Debtors considering entering a Debt Management Plan will usually do it with the advice and assistance of a service provider such as the CCCS, CAB and Payplan or a commercial provider of insolvency services.
The commercial providers charge a fee for their debt management advice. Charities such as CCCS do not charge the debtor directly but since they are funded by the creditors, then the creditors are arguably no better off since they do not fully benefit from the contributions made by the debtor to the Debt Management Plan.
There is no reason why a self administered Debt Management Plan should not work in theory. Since the debtor puts the plan together and is responsible for ensuring compliance with the plan and since there are no third party service providers to pay, then it would seem that such a Debt Management Plan would be attractive to creditors. From the debtor’s point of view, the debt is repaid more quickly since all of the funds are going towards reducing the balances with no ‘fees’ deduction.
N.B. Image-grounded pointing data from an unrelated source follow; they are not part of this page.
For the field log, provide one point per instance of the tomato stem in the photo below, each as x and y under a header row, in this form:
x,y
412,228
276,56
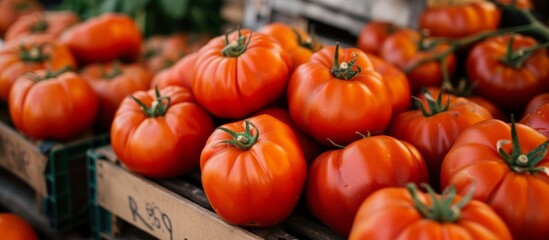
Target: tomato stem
x,y
335,144
49,74
434,106
236,47
344,70
441,209
517,161
40,26
534,26
463,88
422,44
242,140
158,108
34,53
115,71
517,58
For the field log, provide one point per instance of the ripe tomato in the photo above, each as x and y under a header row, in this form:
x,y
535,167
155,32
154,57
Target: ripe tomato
x,y
311,149
253,171
406,47
29,54
489,106
460,20
112,83
396,82
104,38
535,103
239,73
434,127
14,227
337,94
46,23
180,74
399,213
299,45
509,172
340,180
52,105
500,73
11,10
525,4
160,133
538,120
373,34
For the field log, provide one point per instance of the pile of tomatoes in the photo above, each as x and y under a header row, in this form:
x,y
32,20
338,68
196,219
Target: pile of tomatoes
x,y
272,117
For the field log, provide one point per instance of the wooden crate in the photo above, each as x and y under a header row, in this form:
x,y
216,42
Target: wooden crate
x,y
53,171
173,209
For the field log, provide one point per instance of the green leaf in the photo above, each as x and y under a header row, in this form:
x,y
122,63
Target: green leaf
x,y
176,9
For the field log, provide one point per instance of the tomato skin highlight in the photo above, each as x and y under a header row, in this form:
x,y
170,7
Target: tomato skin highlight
x,y
163,146
434,135
57,107
497,81
340,180
514,196
233,87
112,90
51,55
259,186
390,214
325,106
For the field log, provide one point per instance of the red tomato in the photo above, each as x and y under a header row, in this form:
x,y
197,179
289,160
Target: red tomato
x,y
180,74
538,120
434,127
398,213
525,4
160,136
52,105
489,106
373,34
46,23
340,180
240,73
396,82
14,227
112,83
299,45
104,38
253,172
403,50
336,94
507,172
311,149
500,73
535,103
460,20
11,10
29,54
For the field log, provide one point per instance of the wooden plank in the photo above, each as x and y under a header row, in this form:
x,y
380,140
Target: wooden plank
x,y
23,158
158,211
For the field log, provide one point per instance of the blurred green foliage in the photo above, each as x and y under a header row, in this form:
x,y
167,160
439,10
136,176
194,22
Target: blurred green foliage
x,y
157,16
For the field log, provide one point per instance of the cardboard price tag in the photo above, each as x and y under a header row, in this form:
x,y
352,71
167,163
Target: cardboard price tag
x,y
23,158
158,211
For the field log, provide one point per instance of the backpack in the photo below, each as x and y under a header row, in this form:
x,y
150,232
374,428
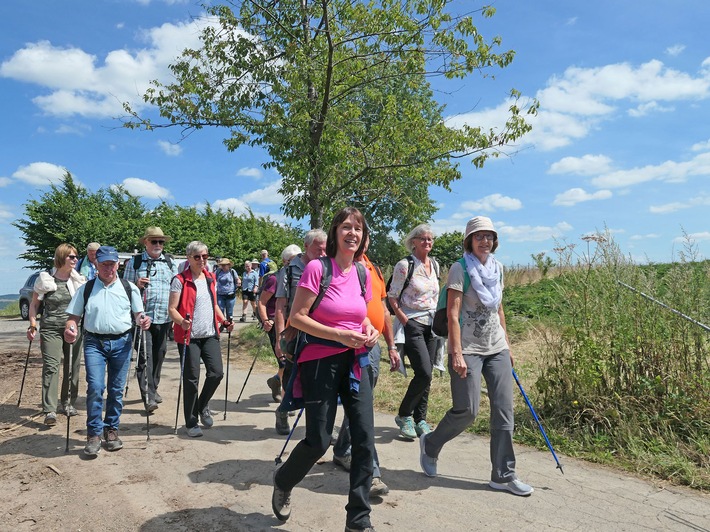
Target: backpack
x,y
89,287
410,271
440,325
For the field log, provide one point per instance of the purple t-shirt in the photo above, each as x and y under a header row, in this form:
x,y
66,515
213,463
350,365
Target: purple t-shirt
x,y
342,306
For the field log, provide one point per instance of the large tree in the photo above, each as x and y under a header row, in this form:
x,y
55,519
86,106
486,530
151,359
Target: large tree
x,y
338,93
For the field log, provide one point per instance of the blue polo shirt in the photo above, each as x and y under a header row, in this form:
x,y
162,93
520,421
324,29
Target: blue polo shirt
x,y
108,310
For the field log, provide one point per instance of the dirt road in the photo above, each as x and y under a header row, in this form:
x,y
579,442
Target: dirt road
x,y
222,481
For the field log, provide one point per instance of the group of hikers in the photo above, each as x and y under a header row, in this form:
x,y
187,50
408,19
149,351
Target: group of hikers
x,y
325,311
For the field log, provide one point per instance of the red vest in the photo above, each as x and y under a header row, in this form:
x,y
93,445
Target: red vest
x,y
187,301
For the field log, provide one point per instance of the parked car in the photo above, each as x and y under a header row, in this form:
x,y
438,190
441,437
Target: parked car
x,y
26,296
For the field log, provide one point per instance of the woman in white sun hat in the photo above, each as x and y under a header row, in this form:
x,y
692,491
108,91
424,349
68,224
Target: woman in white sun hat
x,y
479,346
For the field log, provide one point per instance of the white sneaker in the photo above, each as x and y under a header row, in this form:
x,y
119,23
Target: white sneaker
x,y
194,432
516,487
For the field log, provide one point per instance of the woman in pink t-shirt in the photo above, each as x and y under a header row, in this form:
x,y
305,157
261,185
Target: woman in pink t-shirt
x,y
334,363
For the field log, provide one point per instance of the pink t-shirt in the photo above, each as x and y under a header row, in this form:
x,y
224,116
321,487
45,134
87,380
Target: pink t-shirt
x,y
342,307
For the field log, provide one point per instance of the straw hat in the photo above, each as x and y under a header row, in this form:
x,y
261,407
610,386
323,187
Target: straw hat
x,y
153,233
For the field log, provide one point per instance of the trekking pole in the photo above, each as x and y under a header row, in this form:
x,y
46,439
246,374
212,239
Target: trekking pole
x,y
68,357
537,420
24,373
182,368
226,383
283,449
247,379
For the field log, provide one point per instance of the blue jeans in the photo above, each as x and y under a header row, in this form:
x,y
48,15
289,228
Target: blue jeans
x,y
226,304
100,356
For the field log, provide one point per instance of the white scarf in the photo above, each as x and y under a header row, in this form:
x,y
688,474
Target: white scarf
x,y
485,280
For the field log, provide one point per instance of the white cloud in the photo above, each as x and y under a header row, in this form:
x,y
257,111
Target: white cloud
x,y
40,174
574,103
254,173
578,195
145,189
170,149
585,165
492,203
98,88
677,205
668,171
231,204
529,233
675,50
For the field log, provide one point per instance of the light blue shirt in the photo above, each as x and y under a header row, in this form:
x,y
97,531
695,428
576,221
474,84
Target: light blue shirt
x,y
108,310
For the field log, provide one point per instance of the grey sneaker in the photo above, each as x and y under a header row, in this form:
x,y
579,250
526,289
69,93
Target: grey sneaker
x,y
275,384
427,463
93,445
282,426
343,461
406,427
516,487
422,427
281,502
378,488
206,418
194,432
113,442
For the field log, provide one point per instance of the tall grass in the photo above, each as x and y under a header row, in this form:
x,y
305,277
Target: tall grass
x,y
622,375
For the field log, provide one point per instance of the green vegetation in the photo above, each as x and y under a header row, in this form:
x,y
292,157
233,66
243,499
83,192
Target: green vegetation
x,y
615,378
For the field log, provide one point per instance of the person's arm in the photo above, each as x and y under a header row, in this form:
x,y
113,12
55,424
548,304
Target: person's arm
x,y
32,329
453,311
301,320
501,317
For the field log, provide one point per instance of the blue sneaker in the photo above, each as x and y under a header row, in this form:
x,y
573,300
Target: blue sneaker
x,y
406,427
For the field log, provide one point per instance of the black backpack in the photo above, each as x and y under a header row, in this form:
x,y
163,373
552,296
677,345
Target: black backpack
x,y
410,271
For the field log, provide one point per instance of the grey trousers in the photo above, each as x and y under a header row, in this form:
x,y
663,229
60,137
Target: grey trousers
x,y
466,398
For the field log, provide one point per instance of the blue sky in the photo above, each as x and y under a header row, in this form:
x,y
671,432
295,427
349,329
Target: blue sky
x,y
621,140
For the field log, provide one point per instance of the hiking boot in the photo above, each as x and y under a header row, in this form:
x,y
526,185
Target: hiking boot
x,y
93,445
275,384
343,461
281,502
282,427
113,442
406,427
194,432
206,418
516,487
422,427
427,463
378,488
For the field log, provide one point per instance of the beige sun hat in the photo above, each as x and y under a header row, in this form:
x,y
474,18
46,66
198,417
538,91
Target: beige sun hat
x,y
153,232
480,223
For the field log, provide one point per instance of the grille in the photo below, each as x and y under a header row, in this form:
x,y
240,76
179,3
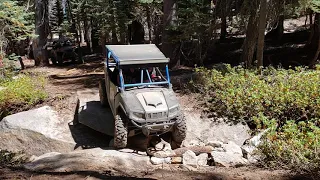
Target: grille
x,y
157,115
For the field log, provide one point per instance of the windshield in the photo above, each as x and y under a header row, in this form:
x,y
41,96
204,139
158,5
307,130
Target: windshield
x,y
142,77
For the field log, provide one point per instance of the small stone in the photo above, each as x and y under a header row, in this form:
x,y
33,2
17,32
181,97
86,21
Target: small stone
x,y
193,142
202,159
187,167
176,160
157,161
163,146
164,154
226,159
232,147
2,88
215,144
190,158
111,142
219,149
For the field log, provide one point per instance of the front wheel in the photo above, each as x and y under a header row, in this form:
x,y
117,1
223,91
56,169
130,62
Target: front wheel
x,y
120,133
179,130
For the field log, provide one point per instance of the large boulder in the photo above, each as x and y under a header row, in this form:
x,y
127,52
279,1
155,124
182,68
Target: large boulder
x,y
91,160
35,132
31,143
43,120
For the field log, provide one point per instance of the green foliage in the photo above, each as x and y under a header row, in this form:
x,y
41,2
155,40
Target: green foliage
x,y
286,101
279,94
24,90
294,146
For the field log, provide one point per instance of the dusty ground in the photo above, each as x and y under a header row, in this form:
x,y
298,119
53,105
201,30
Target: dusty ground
x,y
63,82
243,173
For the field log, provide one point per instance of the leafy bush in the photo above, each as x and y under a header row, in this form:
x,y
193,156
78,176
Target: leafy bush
x,y
286,101
277,94
25,90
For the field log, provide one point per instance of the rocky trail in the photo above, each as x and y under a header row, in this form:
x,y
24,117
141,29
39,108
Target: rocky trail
x,y
58,147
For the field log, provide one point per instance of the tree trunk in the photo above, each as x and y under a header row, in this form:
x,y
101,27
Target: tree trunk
x,y
223,6
250,41
87,34
149,23
42,30
169,13
262,28
113,25
315,44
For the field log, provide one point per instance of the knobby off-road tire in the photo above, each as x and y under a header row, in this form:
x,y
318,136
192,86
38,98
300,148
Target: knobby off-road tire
x,y
103,93
179,130
120,133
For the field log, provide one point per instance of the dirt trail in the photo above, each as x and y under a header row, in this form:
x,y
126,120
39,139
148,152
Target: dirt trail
x,y
62,86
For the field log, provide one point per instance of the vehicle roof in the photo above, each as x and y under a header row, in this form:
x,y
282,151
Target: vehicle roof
x,y
137,54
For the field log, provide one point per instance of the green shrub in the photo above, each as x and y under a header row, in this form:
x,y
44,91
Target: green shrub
x,y
294,146
277,94
286,101
25,90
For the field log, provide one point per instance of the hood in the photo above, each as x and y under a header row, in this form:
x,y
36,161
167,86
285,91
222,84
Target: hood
x,y
152,101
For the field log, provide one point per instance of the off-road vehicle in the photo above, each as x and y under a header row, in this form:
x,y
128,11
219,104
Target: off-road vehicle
x,y
139,95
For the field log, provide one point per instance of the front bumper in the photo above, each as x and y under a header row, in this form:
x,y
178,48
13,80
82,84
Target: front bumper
x,y
149,129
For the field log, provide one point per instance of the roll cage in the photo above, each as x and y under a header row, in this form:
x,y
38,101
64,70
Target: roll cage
x,y
153,58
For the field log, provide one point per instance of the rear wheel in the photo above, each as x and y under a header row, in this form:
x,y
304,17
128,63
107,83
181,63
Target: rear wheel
x,y
179,130
103,93
120,133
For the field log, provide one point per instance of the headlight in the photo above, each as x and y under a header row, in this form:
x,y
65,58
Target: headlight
x,y
173,111
139,115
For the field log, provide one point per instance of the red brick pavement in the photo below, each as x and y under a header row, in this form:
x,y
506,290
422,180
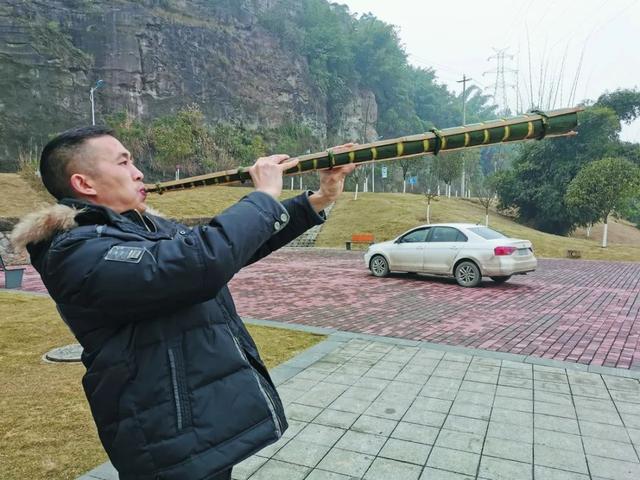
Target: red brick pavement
x,y
580,311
So why is this not a growth industry, so to speak? From the point of view of creditors, there is the ‘hassle’ factor. The approach of debtors would differ from person to person. With commercial Debt Management Plan providers and CCCS for example, simple systems can be put in place to manage the process in a uniform way. The policy of the creditor in regard to freezing interest, penalties and other charges can be applied in a systemic consistent way. If creditors have to deal with individual customers then the workload and efficiency of their systems would be challenged. Nevertheless, the DIY Debt Management Plan can be done. The surprising thing is that creditors have not been more proactive in promulgating their receptiveness to the self administered Debt Management Plan.